Clark: It was all of the emotions. I mean, there was a scary part of it for me—it was challenging, it was really soul-changing for me, you know? Brandi and I come from the same area, the same part of the country, Washington state, and the same place, in a lot of ways, in our hearts. But then we’re also very different in our creative process. I mean, I grew up in Washington and moved to Nashville, and learned how to structure a song. And I wouldn’t trade that for anything. But Brandi Carlile has a more…untethered way of creating, and I have some rules in my head. So I think it was really a great thing for me to work with her and be challenged on some of those rules. And whenever I work with a producer, by the time I get to the producer, we’ve probably got 18 or 24 songs down, between me and management and label. And I’m always too close to the songs by then to pick the 10 or 12 songs for the album. I always know there’s a couple that I have to have, like “Up Above the Clouds”—I had to have that, you know? But I gave Brandi probably 18 or 24 songs, and she chose most of ’em, and there was only one song where I said, “Oh, we’ve got to do this one,” when she couldn’t get into it. And it ended up being one of her top favorite songs when it was done. But anyways, I said to her, “Why did you choose the songs you chose?” Because I was kind of surprised by some of ’em, “She Smoked in the House” being one of ’em that surprised me. And she said, “You know, they’re all great songs, every one of ’em was great. But I chose the ones that didn’t sound like they were written in a writing room. They sounded like you wrote it in your bedroom.” And That really changes it for me. It makes me want to write things that matter. You know, not just like, “Oh, this is a cool title! Let me write that!!!” But moving forward in my career, and in anything I do, I want to only write the things that I’m passionate about. Because boy, that really did show—the fact that she chose what she chose, it was like, “Oh, yeah! I get that! I get why she chose that.”

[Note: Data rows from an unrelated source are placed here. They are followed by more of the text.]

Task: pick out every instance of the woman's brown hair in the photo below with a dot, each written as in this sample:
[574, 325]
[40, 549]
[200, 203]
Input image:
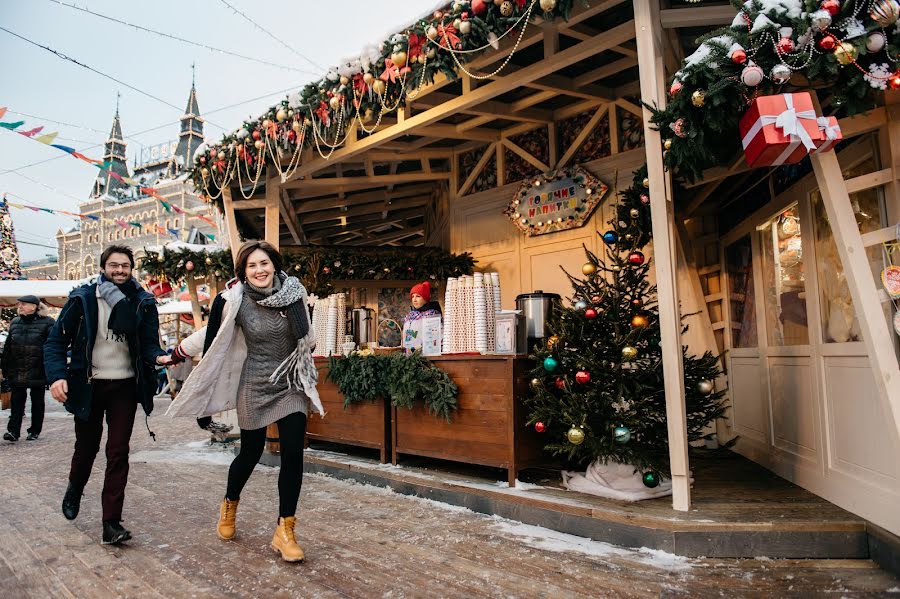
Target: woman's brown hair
[248, 247]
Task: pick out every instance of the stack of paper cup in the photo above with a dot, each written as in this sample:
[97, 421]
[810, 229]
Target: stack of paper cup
[449, 308]
[479, 312]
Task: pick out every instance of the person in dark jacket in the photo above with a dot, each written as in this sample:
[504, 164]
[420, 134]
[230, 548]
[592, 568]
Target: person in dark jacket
[23, 365]
[112, 328]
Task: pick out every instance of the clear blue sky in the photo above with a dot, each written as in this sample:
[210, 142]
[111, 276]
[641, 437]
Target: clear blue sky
[39, 83]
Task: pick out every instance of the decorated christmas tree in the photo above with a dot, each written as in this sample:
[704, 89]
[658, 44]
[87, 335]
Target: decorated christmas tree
[597, 392]
[9, 253]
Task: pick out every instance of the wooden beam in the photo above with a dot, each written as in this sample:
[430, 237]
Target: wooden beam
[375, 181]
[532, 73]
[696, 16]
[479, 166]
[582, 136]
[234, 239]
[526, 156]
[878, 338]
[652, 80]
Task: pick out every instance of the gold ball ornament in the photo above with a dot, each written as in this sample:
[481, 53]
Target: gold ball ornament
[698, 98]
[845, 53]
[399, 59]
[575, 435]
[885, 12]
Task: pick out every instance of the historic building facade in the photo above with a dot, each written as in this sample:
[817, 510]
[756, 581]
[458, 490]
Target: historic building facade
[115, 208]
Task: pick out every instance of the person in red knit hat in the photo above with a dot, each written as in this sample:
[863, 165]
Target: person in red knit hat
[422, 306]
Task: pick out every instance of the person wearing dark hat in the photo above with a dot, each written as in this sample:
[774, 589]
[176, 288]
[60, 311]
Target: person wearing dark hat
[23, 365]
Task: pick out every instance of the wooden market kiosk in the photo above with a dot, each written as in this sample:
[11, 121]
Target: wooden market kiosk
[823, 412]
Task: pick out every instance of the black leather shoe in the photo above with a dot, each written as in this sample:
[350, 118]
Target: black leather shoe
[71, 502]
[114, 533]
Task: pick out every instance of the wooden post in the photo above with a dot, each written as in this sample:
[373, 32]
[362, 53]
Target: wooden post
[273, 214]
[652, 79]
[234, 240]
[876, 333]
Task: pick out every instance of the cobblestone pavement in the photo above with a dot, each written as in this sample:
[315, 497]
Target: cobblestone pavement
[360, 541]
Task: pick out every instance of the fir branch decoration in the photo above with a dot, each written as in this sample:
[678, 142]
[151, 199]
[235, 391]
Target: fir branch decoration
[403, 379]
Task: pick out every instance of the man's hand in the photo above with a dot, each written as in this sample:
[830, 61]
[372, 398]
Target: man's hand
[60, 390]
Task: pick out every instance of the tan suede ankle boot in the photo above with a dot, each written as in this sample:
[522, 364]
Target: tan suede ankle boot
[226, 526]
[285, 543]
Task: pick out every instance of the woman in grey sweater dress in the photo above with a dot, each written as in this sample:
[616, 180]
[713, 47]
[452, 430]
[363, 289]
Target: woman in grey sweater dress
[272, 318]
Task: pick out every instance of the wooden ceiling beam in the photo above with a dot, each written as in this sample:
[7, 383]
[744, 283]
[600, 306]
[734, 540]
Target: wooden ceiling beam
[523, 77]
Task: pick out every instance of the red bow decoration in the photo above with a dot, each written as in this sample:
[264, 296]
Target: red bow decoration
[448, 36]
[415, 47]
[322, 112]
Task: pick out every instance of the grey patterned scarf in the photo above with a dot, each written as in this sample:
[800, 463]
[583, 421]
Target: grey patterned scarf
[299, 368]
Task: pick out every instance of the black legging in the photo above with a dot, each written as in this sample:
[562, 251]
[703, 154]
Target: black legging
[291, 433]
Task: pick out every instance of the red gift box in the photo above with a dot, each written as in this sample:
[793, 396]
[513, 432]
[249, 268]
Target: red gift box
[831, 133]
[780, 129]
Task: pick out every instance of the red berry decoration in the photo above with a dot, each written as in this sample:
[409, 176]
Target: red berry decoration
[827, 43]
[832, 6]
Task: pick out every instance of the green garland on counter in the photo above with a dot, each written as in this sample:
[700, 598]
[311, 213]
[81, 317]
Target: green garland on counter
[402, 378]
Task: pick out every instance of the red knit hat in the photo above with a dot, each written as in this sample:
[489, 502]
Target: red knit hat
[423, 289]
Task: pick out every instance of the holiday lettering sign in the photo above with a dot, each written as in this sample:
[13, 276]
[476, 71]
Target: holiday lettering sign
[556, 201]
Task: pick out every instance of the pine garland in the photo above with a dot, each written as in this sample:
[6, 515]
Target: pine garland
[403, 379]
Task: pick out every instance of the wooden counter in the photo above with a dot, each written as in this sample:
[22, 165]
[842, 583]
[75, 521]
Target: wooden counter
[364, 424]
[487, 428]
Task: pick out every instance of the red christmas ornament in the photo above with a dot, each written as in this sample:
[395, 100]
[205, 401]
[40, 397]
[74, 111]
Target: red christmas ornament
[827, 43]
[894, 80]
[832, 6]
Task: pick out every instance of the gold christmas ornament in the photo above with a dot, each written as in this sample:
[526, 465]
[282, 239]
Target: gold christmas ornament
[698, 98]
[399, 59]
[575, 435]
[845, 53]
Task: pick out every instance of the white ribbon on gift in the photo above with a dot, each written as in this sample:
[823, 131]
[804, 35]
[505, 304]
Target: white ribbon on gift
[831, 133]
[790, 123]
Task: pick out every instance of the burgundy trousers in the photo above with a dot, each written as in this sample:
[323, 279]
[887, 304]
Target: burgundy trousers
[117, 401]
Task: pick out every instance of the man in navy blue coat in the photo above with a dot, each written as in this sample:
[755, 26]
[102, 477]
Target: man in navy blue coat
[111, 328]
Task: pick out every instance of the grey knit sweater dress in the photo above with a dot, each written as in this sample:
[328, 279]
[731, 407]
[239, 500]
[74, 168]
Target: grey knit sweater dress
[270, 341]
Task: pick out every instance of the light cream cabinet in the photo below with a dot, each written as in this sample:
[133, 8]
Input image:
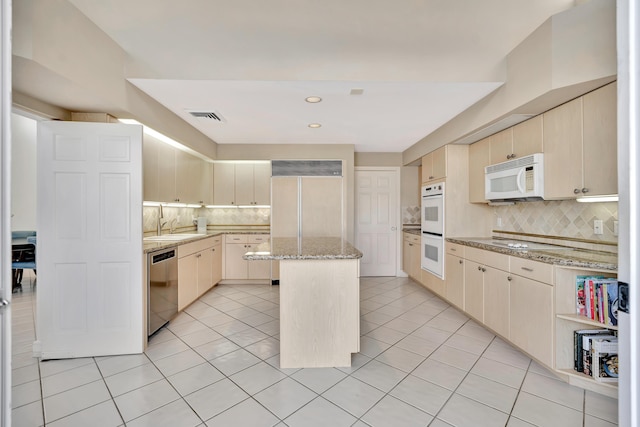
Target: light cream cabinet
[411, 256]
[580, 146]
[242, 183]
[237, 268]
[517, 141]
[172, 175]
[434, 165]
[454, 274]
[195, 270]
[479, 158]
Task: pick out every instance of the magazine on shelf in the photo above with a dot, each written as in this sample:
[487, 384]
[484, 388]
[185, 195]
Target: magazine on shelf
[604, 357]
[587, 367]
[577, 345]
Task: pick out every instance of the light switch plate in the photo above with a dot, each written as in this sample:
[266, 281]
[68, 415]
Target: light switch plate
[597, 226]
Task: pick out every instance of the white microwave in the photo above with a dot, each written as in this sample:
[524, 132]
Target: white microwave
[519, 179]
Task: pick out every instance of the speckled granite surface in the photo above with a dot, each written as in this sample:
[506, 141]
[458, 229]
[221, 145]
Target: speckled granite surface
[152, 246]
[305, 248]
[415, 231]
[580, 258]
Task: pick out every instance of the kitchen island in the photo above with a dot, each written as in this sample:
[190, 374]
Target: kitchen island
[319, 299]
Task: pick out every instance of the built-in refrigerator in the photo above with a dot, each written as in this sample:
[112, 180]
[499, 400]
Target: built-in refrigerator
[307, 200]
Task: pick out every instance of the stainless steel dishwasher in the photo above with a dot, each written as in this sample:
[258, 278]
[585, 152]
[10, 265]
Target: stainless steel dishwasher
[162, 288]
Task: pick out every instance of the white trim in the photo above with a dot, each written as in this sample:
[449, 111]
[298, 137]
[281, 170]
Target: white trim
[398, 171]
[5, 212]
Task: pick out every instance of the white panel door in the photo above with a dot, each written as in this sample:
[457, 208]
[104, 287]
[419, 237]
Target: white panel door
[90, 299]
[376, 221]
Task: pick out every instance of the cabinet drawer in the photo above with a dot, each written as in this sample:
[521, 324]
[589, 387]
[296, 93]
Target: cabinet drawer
[455, 249]
[257, 238]
[488, 258]
[192, 248]
[236, 238]
[533, 270]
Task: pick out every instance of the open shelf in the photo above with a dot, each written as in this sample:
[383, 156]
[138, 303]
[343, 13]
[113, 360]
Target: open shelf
[585, 320]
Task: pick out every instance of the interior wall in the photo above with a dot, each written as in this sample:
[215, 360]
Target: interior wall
[23, 172]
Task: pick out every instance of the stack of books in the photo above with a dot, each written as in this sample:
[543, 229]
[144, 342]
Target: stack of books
[596, 354]
[597, 299]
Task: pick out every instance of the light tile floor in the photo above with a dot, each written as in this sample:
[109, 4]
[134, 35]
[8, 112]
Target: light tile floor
[422, 363]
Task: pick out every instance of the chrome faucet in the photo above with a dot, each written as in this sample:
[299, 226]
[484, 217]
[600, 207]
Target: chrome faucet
[160, 218]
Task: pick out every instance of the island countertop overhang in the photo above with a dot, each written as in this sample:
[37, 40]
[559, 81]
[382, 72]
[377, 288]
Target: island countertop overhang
[293, 248]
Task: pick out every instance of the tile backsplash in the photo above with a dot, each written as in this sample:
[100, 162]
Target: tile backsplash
[182, 218]
[562, 218]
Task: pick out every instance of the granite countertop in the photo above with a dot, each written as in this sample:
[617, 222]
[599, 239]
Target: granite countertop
[569, 257]
[292, 248]
[412, 230]
[152, 246]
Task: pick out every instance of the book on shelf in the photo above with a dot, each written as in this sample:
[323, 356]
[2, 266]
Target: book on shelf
[578, 335]
[587, 361]
[604, 359]
[597, 299]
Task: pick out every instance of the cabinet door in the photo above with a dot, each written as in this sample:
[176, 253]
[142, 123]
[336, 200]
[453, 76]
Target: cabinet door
[532, 318]
[479, 157]
[406, 256]
[600, 141]
[439, 165]
[257, 269]
[166, 173]
[262, 183]
[501, 146]
[474, 290]
[496, 300]
[562, 135]
[527, 137]
[205, 272]
[416, 255]
[150, 169]
[224, 183]
[244, 184]
[454, 290]
[187, 280]
[234, 266]
[216, 264]
[188, 175]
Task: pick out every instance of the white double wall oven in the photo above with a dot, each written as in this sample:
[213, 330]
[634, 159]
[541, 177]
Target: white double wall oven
[432, 247]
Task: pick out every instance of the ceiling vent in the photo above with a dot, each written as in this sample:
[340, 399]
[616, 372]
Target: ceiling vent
[208, 116]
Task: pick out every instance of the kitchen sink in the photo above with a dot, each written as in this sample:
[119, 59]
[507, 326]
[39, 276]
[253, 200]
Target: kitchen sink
[171, 237]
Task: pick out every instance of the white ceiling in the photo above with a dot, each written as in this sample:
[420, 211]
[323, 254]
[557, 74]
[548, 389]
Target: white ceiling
[419, 62]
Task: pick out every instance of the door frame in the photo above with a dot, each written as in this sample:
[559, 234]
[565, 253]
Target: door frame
[397, 170]
[5, 212]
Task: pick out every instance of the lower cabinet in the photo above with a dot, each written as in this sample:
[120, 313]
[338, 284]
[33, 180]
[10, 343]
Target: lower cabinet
[454, 274]
[531, 318]
[197, 269]
[411, 256]
[236, 268]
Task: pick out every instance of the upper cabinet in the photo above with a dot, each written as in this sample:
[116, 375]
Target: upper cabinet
[242, 183]
[172, 175]
[520, 140]
[580, 142]
[434, 165]
[479, 157]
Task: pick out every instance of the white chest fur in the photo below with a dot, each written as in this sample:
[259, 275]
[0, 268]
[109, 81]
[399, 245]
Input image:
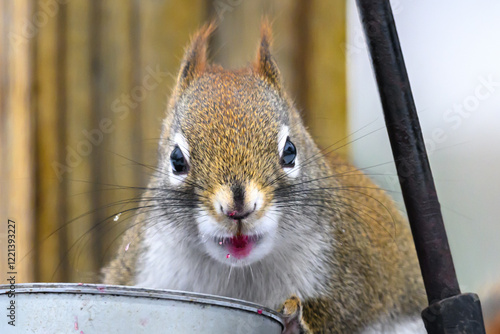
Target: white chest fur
[171, 262]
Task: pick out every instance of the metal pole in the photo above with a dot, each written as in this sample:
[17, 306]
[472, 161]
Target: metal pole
[449, 310]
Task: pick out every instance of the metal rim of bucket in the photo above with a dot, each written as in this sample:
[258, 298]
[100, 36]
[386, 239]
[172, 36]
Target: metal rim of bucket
[121, 290]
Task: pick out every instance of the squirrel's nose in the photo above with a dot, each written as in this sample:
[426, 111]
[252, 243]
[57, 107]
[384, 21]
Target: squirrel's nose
[238, 214]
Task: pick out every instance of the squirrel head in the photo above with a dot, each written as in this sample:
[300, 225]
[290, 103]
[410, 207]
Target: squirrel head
[230, 138]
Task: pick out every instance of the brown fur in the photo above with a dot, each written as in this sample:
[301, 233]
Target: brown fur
[373, 271]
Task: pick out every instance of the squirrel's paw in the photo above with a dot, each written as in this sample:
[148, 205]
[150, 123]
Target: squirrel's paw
[292, 310]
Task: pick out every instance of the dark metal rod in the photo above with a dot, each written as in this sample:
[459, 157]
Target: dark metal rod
[409, 152]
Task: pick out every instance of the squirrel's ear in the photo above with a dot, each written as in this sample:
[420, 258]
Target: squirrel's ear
[265, 64]
[195, 57]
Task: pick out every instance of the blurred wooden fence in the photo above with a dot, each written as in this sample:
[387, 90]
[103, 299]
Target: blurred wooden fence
[83, 89]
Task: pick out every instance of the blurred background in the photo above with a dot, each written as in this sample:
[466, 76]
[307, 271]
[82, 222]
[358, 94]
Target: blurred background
[84, 86]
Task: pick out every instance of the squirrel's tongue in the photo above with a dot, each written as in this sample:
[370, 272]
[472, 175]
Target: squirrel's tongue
[240, 246]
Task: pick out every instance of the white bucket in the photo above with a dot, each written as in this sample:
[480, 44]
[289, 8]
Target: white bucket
[91, 308]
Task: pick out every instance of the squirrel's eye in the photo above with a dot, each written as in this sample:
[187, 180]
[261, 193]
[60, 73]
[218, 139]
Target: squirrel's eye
[289, 154]
[178, 162]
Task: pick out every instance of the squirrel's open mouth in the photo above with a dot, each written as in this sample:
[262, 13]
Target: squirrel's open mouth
[239, 246]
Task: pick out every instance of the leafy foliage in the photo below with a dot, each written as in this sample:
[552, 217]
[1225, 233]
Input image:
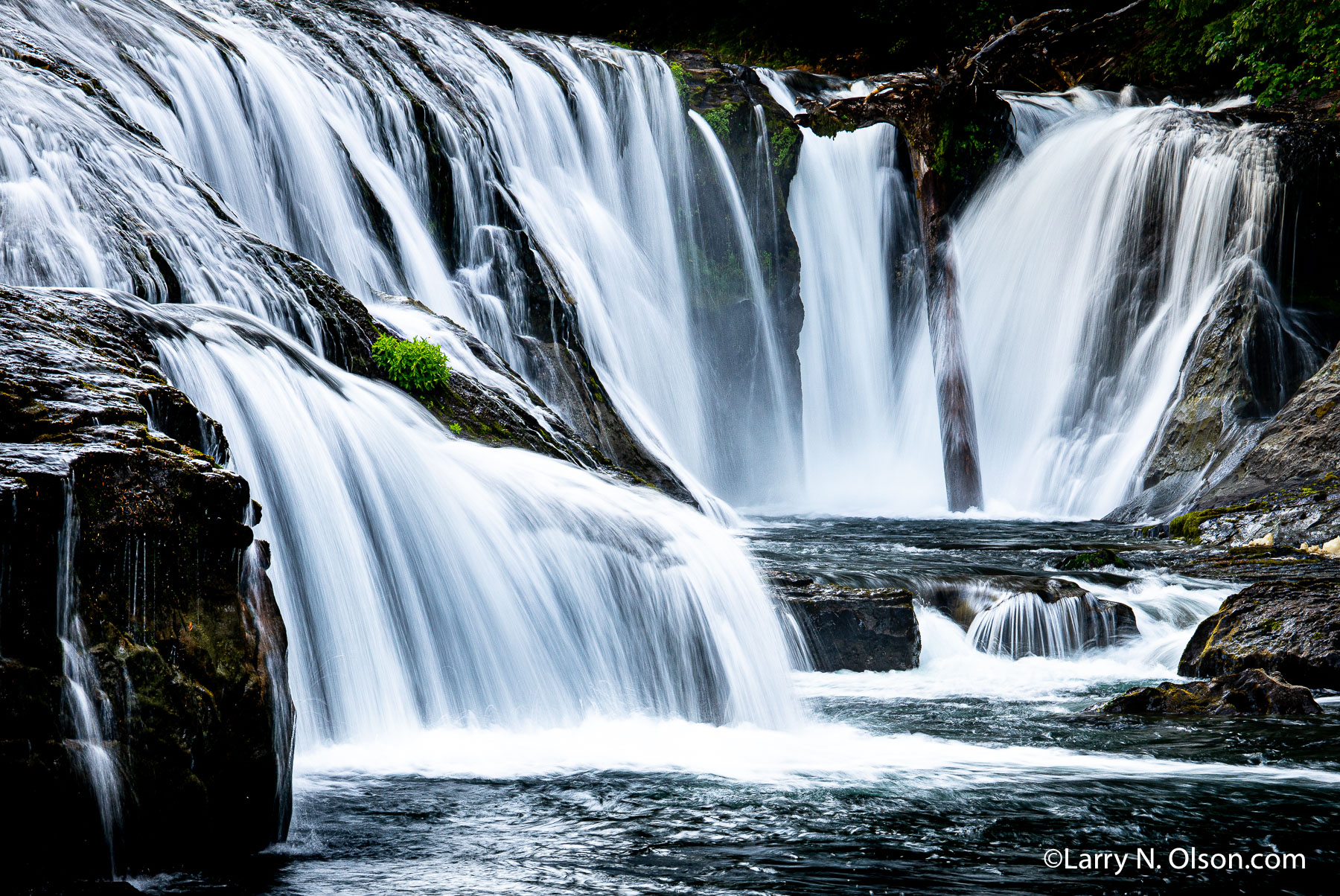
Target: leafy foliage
[720, 120]
[783, 147]
[415, 366]
[1284, 46]
[1271, 48]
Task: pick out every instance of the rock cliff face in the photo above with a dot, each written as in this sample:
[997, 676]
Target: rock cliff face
[1245, 359]
[1288, 628]
[144, 700]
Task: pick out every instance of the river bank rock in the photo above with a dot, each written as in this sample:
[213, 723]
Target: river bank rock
[1289, 628]
[1095, 559]
[864, 630]
[114, 507]
[1248, 693]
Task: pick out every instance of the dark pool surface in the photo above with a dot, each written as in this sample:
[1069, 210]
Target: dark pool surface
[983, 777]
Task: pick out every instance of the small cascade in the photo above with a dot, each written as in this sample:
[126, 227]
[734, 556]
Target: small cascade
[430, 581]
[870, 422]
[1027, 624]
[86, 708]
[1087, 268]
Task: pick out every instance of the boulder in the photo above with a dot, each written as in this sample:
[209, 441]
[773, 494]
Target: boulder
[1289, 628]
[1092, 560]
[1246, 358]
[1248, 693]
[864, 630]
[132, 587]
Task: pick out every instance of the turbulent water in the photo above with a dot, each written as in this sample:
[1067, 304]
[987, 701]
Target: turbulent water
[948, 778]
[429, 581]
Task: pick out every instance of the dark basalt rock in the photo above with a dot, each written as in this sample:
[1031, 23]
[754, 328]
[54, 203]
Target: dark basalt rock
[1248, 356]
[1248, 693]
[182, 638]
[1094, 560]
[1094, 623]
[864, 630]
[1291, 628]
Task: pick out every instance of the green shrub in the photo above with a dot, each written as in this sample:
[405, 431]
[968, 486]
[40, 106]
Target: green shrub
[415, 366]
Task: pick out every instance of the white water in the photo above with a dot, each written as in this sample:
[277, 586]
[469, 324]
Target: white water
[430, 581]
[871, 435]
[1085, 271]
[468, 609]
[85, 708]
[400, 150]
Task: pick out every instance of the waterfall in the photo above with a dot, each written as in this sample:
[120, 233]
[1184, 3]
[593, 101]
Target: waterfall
[432, 581]
[497, 179]
[85, 708]
[1025, 624]
[1087, 268]
[870, 425]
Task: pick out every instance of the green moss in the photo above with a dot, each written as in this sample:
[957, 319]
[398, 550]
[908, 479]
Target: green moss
[1189, 524]
[681, 80]
[1094, 559]
[783, 147]
[415, 366]
[720, 120]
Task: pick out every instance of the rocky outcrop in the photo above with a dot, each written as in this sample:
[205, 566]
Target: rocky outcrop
[1245, 359]
[1092, 560]
[1248, 693]
[864, 630]
[129, 576]
[1035, 615]
[1291, 628]
[484, 415]
[1241, 410]
[1301, 444]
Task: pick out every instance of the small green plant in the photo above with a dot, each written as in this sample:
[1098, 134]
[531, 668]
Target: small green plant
[415, 366]
[783, 147]
[681, 80]
[720, 120]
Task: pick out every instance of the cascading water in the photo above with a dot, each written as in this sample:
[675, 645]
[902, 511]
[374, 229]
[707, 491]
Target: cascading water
[86, 711]
[870, 426]
[430, 581]
[1087, 268]
[410, 153]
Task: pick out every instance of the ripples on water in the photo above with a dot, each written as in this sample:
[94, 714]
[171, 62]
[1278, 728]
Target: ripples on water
[951, 778]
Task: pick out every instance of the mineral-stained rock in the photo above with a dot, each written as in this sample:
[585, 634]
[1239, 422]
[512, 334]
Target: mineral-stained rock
[1092, 560]
[1291, 628]
[113, 505]
[1248, 693]
[852, 628]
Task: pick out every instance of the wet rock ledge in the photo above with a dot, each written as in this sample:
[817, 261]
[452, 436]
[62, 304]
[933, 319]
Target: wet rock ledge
[1248, 693]
[864, 630]
[1289, 628]
[114, 509]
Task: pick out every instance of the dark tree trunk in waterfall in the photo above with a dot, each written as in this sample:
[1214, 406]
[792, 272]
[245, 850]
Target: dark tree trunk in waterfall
[953, 393]
[956, 127]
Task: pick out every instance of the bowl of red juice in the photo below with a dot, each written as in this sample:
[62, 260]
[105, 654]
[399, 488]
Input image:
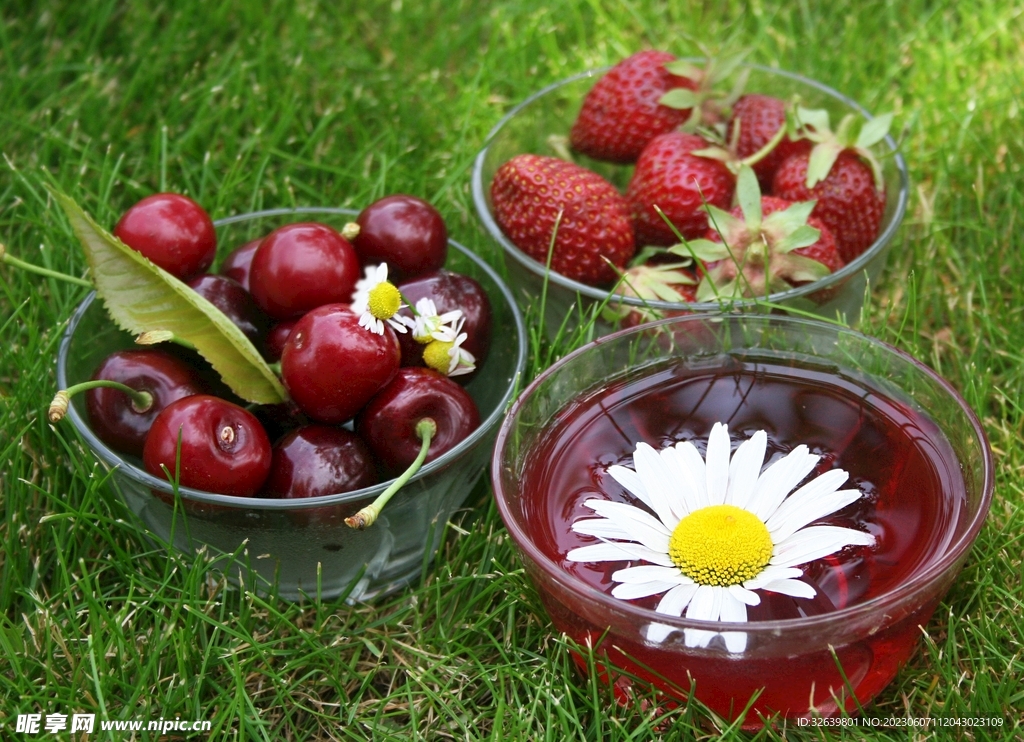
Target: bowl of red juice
[912, 449]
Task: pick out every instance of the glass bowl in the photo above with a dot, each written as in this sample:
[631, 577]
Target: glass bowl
[528, 127]
[303, 547]
[927, 484]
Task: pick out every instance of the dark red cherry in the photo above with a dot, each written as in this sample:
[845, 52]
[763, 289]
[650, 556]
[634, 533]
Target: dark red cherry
[239, 261]
[450, 291]
[273, 343]
[114, 418]
[332, 365]
[318, 460]
[299, 267]
[237, 304]
[403, 231]
[388, 422]
[173, 231]
[224, 449]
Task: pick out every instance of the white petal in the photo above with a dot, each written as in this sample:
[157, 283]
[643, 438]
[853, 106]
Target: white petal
[642, 527]
[814, 542]
[799, 510]
[657, 481]
[630, 591]
[779, 479]
[693, 475]
[745, 468]
[613, 552]
[719, 447]
[631, 480]
[795, 587]
[744, 596]
[649, 572]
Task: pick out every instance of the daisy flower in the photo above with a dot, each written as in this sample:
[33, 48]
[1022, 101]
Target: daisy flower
[377, 300]
[428, 324]
[448, 356]
[722, 530]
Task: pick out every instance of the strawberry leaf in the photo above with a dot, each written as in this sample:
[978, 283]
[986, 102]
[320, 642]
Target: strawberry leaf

Paste: But still, it must be said, there was an amazing symmetrical beauty to the Brill Building and all its writers like Goffin and King, who punched in and wrote perfectly calculated pop songs, and punched out again each night. And circa your debut, you told me how you composed back then in Nashville—songwriters would gather around 9:00 or 10:00 a.m. at someone’s house, put on a pot of strong Peet’s coffee, and by 5:00 p.m. you’d have sculpted a song or two.

Clark: Yup. Uh-huh. And for me it works, I think, because I have to keep my pencil sharp, you know? So I think for me, that’s how I have to do it, really. And I always consider that practice, and then when you have that great idea, that’s the game. So if you haven’t been going to practice, you’re not gonna play very well in the game, is the way I always think about it. But I definitely think, after working with Brandi, I’m gonna just think more about what it is I wanna say. Because that is what rises. And I never think of a song like “She Smoked in the House”—and I know I keep referencing that, but it’s the best example I can think of—as anything that anybody would care about but me. And then I find out, “Oh! I’m not the only one who had that grandma!” So that’s where I go forward, and Brandi reminded me of that, is that the first person that I have to hook in is me. And if it hooks me in? Then it’s gonna hook in anybody else that hears it.